In Myanmar eskaliert am „Tag der Streitkräfte“ die Gewalt gegen Demonstranten. Die Militärjunta geht weiter unerbittlich gegen Proteste vor.

Die Welt schaut dem Leiden zu : Vermittelt endlich in Myanmar!

Protest gegen die Militärjunta Myanmars in YangonFoto: Reuters/Stringer

Angel – welch klangvoller Name. Ihren echten Namen können die meisten Menschen kaum aussprechen. Ma Kyal Sin wollte leben. Frei leben. Dafür demonstrierte sie. Friedlich. Gegen die Generäle, die am 1. Februar Myanmar wieder in eine Diktatur gestürzt haben. Ihren Optimismus trug Angel auf ihrem Shirt: „Everything will be OK“. Am 3. März mahnte die 19-Jährige in Mandalay ihre Freunde, runter mit euch! Keiner dürfe sterben. Dann traf sie ein Schuss. Von Soldaten in den Kopf, so erzählten es ihre Freunde mehreren Medien. So legen es Bilder in sozialen Netzwerken nahe. Das Militär beschuldigt die Demonstranten.
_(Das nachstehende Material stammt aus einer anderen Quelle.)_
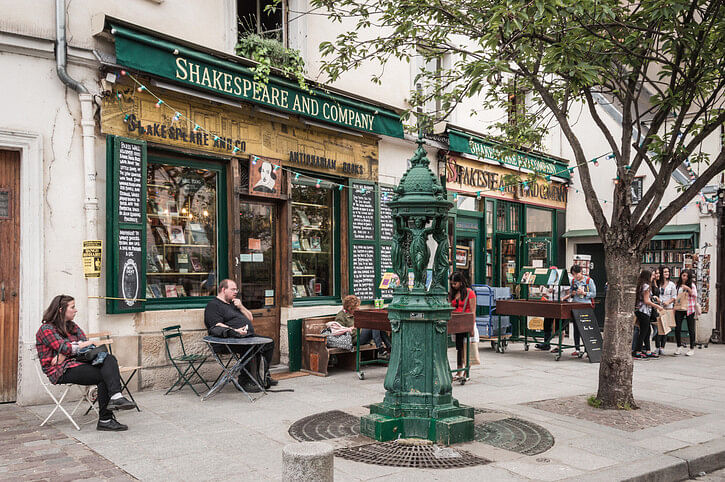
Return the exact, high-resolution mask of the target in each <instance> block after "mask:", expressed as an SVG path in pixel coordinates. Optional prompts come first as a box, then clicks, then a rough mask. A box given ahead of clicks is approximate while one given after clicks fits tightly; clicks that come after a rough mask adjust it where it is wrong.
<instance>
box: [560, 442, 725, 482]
mask: <svg viewBox="0 0 725 482" xmlns="http://www.w3.org/2000/svg"><path fill="white" fill-rule="evenodd" d="M723 467H725V437H724V438H718V439H714V440H710V441H709V442H704V443H701V444H697V445H691V446H689V447H684V448H681V449H677V450H672V451H670V452H667V453H664V454H662V455H653V456H650V457H647V458H645V459H639V460H631V461H629V462H627V463H624V464H619V465H615V466H614V467H609V468H606V469H604V470H599V471H597V472H592V473H588V474H582V475H579V476H577V477H571V478H569V479H565V480H567V481H572V482H573V481H578V482H580V481H581V480H582V478H583V477H584V478H586V480H587V482H593V481H602V482H604V481H611V480H621V481H627V482H670V481H680V480H687V479H690V478H693V477H696V476H697V475H698V474H700V473H701V472H705V473H710V472H714V471H715V470H719V469H722V468H723Z"/></svg>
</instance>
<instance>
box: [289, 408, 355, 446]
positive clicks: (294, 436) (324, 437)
mask: <svg viewBox="0 0 725 482" xmlns="http://www.w3.org/2000/svg"><path fill="white" fill-rule="evenodd" d="M359 433H360V417H355V416H353V415H350V414H349V413H345V412H342V411H340V410H331V411H329V412H322V413H316V414H314V415H310V416H309V417H305V418H302V419H300V420H297V421H296V422H295V423H293V424H292V426H291V427H290V428H289V434H290V435H291V436H292V438H294V439H295V440H299V441H300V442H317V441H320V440H330V439H334V438H342V437H351V436H356V435H358V434H359Z"/></svg>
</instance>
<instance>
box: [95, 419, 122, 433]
mask: <svg viewBox="0 0 725 482" xmlns="http://www.w3.org/2000/svg"><path fill="white" fill-rule="evenodd" d="M96 430H100V431H101V432H123V431H126V430H128V425H124V424H122V423H120V422H119V421H118V420H116V418H115V417H111V418H110V420H98V424H97V425H96Z"/></svg>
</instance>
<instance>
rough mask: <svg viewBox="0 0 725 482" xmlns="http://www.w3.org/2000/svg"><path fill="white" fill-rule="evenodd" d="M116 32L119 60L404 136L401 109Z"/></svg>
mask: <svg viewBox="0 0 725 482" xmlns="http://www.w3.org/2000/svg"><path fill="white" fill-rule="evenodd" d="M111 33H112V34H113V35H114V38H115V41H116V60H117V63H118V64H119V65H123V66H125V67H128V68H132V69H136V70H139V71H142V72H148V73H151V74H154V75H157V76H160V77H164V78H166V79H170V80H173V81H176V82H180V83H182V84H187V85H190V86H193V87H195V88H198V89H201V90H206V91H211V92H215V93H217V94H222V95H224V96H227V97H231V98H236V99H239V100H243V101H246V102H251V103H253V104H260V105H264V106H268V107H272V108H274V109H277V110H280V111H283V112H288V113H291V114H295V115H301V116H303V117H307V118H312V119H316V120H319V121H323V122H327V123H330V124H335V125H338V126H341V127H345V128H349V129H355V130H358V131H362V132H367V133H370V134H382V135H387V136H392V137H399V138H402V137H403V125H402V123H401V121H400V116H399V115H398V114H396V113H395V112H392V111H389V110H385V109H381V108H379V107H376V106H374V105H371V104H367V103H364V102H359V101H357V100H354V99H351V98H348V97H344V96H341V95H336V94H331V93H328V92H325V91H323V90H321V89H315V90H311V91H309V92H307V91H304V90H302V89H301V88H300V87H299V85H297V84H296V83H294V82H292V81H289V80H287V79H282V78H277V77H274V76H270V78H269V82H268V83H267V84H262V83H258V82H256V81H255V80H254V74H253V72H252V71H251V70H250V69H249V68H248V67H245V66H243V65H240V64H239V63H237V62H232V61H230V60H226V59H224V58H221V57H220V56H215V55H211V54H208V53H204V52H201V51H199V50H194V49H192V48H189V47H185V46H182V45H179V44H175V43H172V42H169V41H166V40H161V39H158V38H155V37H152V36H150V35H147V34H144V33H140V32H137V31H134V30H131V29H129V28H126V27H120V26H115V25H114V26H113V27H112V29H111Z"/></svg>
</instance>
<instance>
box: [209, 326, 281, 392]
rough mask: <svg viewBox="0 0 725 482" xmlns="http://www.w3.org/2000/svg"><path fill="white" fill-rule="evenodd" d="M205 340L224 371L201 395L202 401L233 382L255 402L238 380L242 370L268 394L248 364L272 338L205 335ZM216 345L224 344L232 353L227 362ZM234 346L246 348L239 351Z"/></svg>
mask: <svg viewBox="0 0 725 482" xmlns="http://www.w3.org/2000/svg"><path fill="white" fill-rule="evenodd" d="M204 341H205V342H206V343H207V344H208V345H209V349H210V350H211V352H212V354H213V355H214V358H215V359H216V361H217V363H219V366H221V367H222V373H221V374H220V375H219V377H218V378H217V380H216V382H214V385H213V386H212V387H211V389H209V391H208V392H207V393H206V394H204V396H202V397H201V399H202V401H203V400H206V399H208V398H209V397H211V396H213V395H215V394H216V393H217V392H219V391H220V390H221V389H222V388H224V385H226V384H227V383H229V382H232V383H233V384H234V386H235V387H237V390H239V391H240V392H242V393H244V394H245V395H246V396H247V397H249V401H250V402H254V400H255V399H254V398H252V396H251V395H249V393H247V392H246V390H244V388H242V386H241V385H240V384H239V382H238V381H237V377H239V375H240V374H241V373H242V372H244V373H246V374H247V376H248V377H249V378H250V379H251V380H252V381H253V382H254V383H255V384H256V385H257V386H258V387H259V388H260V390H262V392H263V393H264V395H266V394H267V391H266V390H265V389H264V387H263V386H261V385H260V384H259V382H258V381H257V377H254V376H252V374H251V373H249V371H248V370H247V364H248V363H249V362H250V361H251V360H252V358H254V356H255V355H256V354H257V353H259V352H260V351H261V350H262V347H263V346H264V345H266V344H267V343H270V342H272V341H273V340H272V339H271V338H267V337H264V336H248V337H245V338H218V337H216V336H205V337H204ZM214 345H217V346H223V347H224V348H225V349H226V353H229V355H231V356H230V358H229V360H228V361H227V362H226V363H225V362H224V360H222V359H221V357H220V356H219V353H217V350H215V349H214ZM232 346H240V347H245V348H246V349H245V350H242V351H241V352H240V353H238V352H236V351H234V350H232ZM222 354H224V353H222ZM232 363H233V365H232ZM264 395H262V396H264Z"/></svg>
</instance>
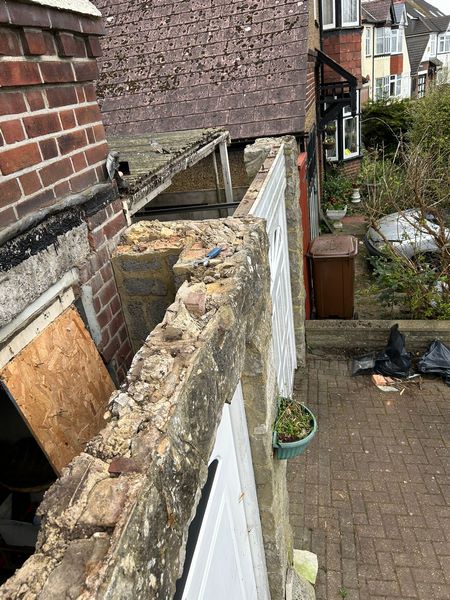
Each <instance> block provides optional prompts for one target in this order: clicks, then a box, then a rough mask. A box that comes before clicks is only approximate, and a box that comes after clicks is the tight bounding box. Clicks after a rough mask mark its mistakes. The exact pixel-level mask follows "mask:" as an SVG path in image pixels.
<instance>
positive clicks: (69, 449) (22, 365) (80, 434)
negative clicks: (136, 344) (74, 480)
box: [0, 308, 114, 473]
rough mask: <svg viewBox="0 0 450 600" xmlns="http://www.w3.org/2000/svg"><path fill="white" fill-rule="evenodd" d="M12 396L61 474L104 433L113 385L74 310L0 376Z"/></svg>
mask: <svg viewBox="0 0 450 600" xmlns="http://www.w3.org/2000/svg"><path fill="white" fill-rule="evenodd" d="M0 377H1V378H2V380H3V381H4V383H5V385H6V387H7V388H8V390H9V392H10V394H11V396H12V397H13V399H14V400H15V402H16V403H17V406H18V408H19V410H20V412H21V414H22V416H23V418H24V419H25V421H26V423H27V424H28V426H29V428H30V429H31V431H32V432H33V435H34V436H35V438H36V440H37V441H38V442H39V444H40V445H41V447H42V449H43V451H44V452H45V454H46V455H47V457H48V459H49V461H50V463H51V464H52V466H53V468H54V469H55V470H56V471H57V472H58V473H59V472H60V471H61V469H62V468H63V467H64V466H66V465H67V464H68V463H69V462H70V461H71V460H72V458H73V457H74V456H76V455H77V454H79V453H80V452H81V451H82V450H83V448H84V445H85V444H86V442H87V441H88V440H89V439H90V438H92V437H93V436H94V435H95V434H97V433H98V432H99V431H100V429H101V428H102V427H103V425H104V422H103V414H104V412H105V407H106V404H107V401H108V399H109V396H110V395H111V393H112V392H113V391H114V384H113V382H112V380H111V377H110V376H109V373H108V371H107V370H106V368H105V365H104V364H103V362H102V359H101V358H100V355H99V353H98V351H97V348H96V347H95V344H94V342H93V340H92V338H91V336H90V335H89V333H88V331H87V330H86V328H85V326H84V324H83V322H82V320H81V318H80V316H79V314H78V313H77V311H76V310H75V309H73V308H69V309H68V310H66V311H65V312H64V313H63V314H62V315H61V316H60V317H58V318H57V319H56V320H55V321H54V322H53V323H51V324H50V325H49V326H48V327H46V329H45V330H44V331H43V332H42V333H41V334H40V335H39V336H38V337H36V338H35V339H34V340H33V341H32V342H31V343H30V344H28V346H26V347H25V348H24V349H23V350H22V352H20V354H18V355H17V356H16V357H15V358H14V359H12V360H11V361H10V362H9V363H8V364H7V365H6V367H5V368H4V369H3V370H2V371H1V372H0Z"/></svg>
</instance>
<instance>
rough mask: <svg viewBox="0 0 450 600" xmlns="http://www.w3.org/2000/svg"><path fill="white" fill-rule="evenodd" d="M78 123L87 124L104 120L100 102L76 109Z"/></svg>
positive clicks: (83, 106) (76, 115)
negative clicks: (88, 123)
mask: <svg viewBox="0 0 450 600" xmlns="http://www.w3.org/2000/svg"><path fill="white" fill-rule="evenodd" d="M75 112H76V116H77V121H78V125H87V124H88V123H95V122H97V121H101V120H102V116H101V113H100V109H99V107H98V104H92V105H91V106H82V107H80V108H77V109H76V110H75Z"/></svg>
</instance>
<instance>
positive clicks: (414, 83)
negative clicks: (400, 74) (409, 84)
mask: <svg viewBox="0 0 450 600" xmlns="http://www.w3.org/2000/svg"><path fill="white" fill-rule="evenodd" d="M406 6H407V16H408V26H407V28H406V30H405V32H406V43H407V47H408V53H409V56H410V63H411V96H412V97H417V98H421V97H422V96H424V95H425V93H426V90H427V89H428V87H429V86H430V85H431V84H439V83H446V82H449V81H450V74H449V70H450V16H448V15H444V13H443V12H442V11H440V10H439V9H437V8H436V7H434V6H432V5H430V4H429V3H428V2H425V1H424V0H408V1H407V3H406Z"/></svg>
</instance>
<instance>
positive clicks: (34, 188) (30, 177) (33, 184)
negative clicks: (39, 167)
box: [19, 171, 42, 196]
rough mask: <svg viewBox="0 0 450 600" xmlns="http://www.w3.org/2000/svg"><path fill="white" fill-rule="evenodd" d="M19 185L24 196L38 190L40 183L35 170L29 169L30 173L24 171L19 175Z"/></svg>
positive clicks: (33, 193) (27, 194) (39, 181)
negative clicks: (21, 187) (21, 188)
mask: <svg viewBox="0 0 450 600" xmlns="http://www.w3.org/2000/svg"><path fill="white" fill-rule="evenodd" d="M19 179H20V185H21V186H22V189H23V193H24V194H25V195H26V196H31V194H35V193H36V192H38V191H39V190H40V189H41V187H42V185H41V182H40V179H39V177H38V176H37V173H36V171H31V172H30V173H25V174H24V175H21V176H20V178H19Z"/></svg>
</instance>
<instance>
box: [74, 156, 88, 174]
mask: <svg viewBox="0 0 450 600" xmlns="http://www.w3.org/2000/svg"><path fill="white" fill-rule="evenodd" d="M71 160H72V164H73V171H74V173H78V172H79V171H83V170H84V169H86V167H87V166H88V163H87V161H86V157H85V155H84V152H79V153H78V154H74V155H73V156H71Z"/></svg>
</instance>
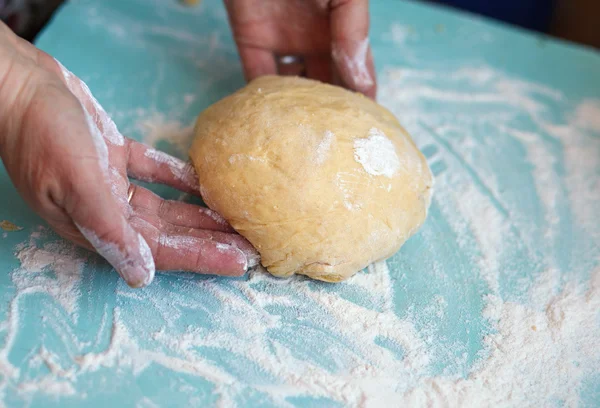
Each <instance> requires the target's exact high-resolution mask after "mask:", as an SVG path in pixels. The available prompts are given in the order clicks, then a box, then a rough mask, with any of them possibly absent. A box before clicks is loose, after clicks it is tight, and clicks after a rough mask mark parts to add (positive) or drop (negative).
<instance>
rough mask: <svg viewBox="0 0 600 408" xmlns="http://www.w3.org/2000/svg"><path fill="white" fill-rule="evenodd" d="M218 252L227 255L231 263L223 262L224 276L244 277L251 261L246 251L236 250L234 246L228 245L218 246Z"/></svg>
mask: <svg viewBox="0 0 600 408" xmlns="http://www.w3.org/2000/svg"><path fill="white" fill-rule="evenodd" d="M216 246H217V251H219V252H220V253H222V254H226V256H227V257H228V258H229V261H228V262H227V261H225V260H224V262H223V269H222V271H221V272H222V275H225V276H232V277H240V276H244V275H245V274H246V272H248V269H249V268H250V261H249V259H248V257H247V256H246V254H245V253H244V251H242V250H241V249H239V248H236V247H234V246H232V245H227V244H220V243H218V244H216Z"/></svg>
Täglich fallen seltsam dreigeteilte Aufnahmen des verzweifelten Protests aus Südostasien über unsere Bildschirme auf Sofas in Wohnzimmern, Küchen- und Bürotische, in Ministerien und Abgeordnetenbüros, im Bundestag und der EU. Als wäre es ein Streamingdienst zum täglichen Terror, ein ganz normales Reality-Format bei Netflix. Alle gucken zu.

Verstört. Empört. Gelangweilt.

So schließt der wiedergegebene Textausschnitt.